While exciting research continues in the discovery of certain foods that confer promising benefits for breast cancer risk reduction and potentially even prevention, here’s the most important thing to remember: “No single food or meal can cause or prevent cancer, and no “diet” is bulletproof. Increase fruits and vegetables (conventional is fine if organic isn’t in your budget), eat more plant-based proteins like beans, legumes, soy, nuts and seeds, add whole grain options like brown rice and whole-wheat pasta, and don’t forget to serve yourself an enormous helping of satisfaction and enjoyment with your meal.”
The “Supplements as Food” Diet
Eat actual food? No. Absolutely not.
This is the nutrition plan you choose once you’ve determined that you simply can’t trust food to keep you healthy. With your breast cancer diagnosis, you’re living proof. You’ve been advised by your ___________________(fill in with questionable website, book, unscrupulous practitioner, etc.) to drink a certain tea, blend and consume a special powder, swallow a particular combination of supplements, and fast every other day.
Food is the enemy, and the breast cancer cure lies in spending time (not to mention untold sums of money) preparing special tinctures and potions.
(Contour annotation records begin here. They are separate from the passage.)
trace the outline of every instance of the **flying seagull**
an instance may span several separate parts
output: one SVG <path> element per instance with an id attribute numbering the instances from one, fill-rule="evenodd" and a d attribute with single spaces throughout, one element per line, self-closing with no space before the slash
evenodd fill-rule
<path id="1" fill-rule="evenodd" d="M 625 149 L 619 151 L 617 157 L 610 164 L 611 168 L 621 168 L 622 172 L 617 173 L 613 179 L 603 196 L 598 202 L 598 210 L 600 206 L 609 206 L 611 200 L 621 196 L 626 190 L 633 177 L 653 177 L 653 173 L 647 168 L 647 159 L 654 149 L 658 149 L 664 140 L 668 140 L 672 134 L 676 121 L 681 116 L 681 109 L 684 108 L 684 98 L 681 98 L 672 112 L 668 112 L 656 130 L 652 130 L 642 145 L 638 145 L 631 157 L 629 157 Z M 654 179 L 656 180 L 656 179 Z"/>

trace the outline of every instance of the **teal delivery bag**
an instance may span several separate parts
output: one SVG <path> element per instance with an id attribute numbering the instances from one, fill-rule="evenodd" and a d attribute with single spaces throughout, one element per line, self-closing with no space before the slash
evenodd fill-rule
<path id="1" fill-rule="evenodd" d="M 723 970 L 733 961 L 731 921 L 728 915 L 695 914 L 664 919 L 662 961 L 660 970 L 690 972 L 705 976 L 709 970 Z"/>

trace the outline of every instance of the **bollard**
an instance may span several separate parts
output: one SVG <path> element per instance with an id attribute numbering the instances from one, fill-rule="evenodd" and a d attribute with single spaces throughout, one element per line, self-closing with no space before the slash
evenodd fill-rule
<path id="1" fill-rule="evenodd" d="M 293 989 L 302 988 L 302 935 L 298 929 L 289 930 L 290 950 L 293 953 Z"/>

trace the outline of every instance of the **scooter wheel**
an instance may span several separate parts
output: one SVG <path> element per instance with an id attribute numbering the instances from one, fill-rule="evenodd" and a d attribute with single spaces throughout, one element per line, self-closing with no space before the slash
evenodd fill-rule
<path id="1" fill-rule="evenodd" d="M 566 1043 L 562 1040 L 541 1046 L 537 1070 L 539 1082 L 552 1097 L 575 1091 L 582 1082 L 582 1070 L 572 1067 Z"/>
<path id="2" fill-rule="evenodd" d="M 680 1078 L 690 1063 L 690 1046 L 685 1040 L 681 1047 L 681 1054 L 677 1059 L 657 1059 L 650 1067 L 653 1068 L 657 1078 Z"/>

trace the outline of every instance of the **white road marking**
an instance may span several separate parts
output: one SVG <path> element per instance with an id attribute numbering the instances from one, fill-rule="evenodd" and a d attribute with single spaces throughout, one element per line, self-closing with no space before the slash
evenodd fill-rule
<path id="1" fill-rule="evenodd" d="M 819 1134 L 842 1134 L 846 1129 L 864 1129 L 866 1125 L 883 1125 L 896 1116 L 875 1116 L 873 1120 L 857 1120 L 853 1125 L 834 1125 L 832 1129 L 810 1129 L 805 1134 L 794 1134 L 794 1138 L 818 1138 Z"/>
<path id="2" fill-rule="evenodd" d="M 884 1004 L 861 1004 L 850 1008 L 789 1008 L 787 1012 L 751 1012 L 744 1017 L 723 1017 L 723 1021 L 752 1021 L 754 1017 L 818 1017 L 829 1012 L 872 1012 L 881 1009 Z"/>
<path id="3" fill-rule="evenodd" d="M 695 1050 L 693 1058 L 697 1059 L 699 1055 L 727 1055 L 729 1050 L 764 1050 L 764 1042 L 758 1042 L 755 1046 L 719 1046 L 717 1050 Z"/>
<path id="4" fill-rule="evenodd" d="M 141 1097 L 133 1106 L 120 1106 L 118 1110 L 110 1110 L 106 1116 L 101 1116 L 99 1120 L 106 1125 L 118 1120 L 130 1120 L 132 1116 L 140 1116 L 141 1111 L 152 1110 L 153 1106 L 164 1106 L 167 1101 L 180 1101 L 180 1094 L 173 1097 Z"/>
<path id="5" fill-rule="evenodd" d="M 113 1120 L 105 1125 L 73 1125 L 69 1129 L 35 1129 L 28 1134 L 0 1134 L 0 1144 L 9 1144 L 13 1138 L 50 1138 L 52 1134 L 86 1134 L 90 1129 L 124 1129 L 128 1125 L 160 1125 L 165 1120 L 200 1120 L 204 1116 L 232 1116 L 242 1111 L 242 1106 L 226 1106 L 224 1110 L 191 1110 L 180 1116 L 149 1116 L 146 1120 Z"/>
The mixing and monitoring and timing of things takes your mind off the impending surgery and treatment, and you feel confident that this is the best approach to nourishing your body – regardless of what your oncologist or breast surgeon thinks.
Enjoying a restaurant meal with friends is out of the question, you’re dropping weight faster than you care to think about, and your energy is flagging. But hey, this plan is supposed to keep the breast cancer away and that’s enough “evidence” for you.
WISDOM: Right now, you are quite possibly the most vulnerable to nutritional chicanery you’ve ever been. The term “snake oil” wouldn’t be a stretch to describe some of the unscrupulous recommendations easily available with the click of a mouse and the entering of a credit card number – and they’re looking for YOU!
Don’t be fooled. Actual food, with its synergy of nutrients and health properties can never be replaced with a supplement regimen. There’s nothing wrong with learning which supplements may complement your nutritional regimen, but in the end, please remember there’s a reason they’re called SUPPLEMENTS. . .they’re the supporting cast, not the diet lead.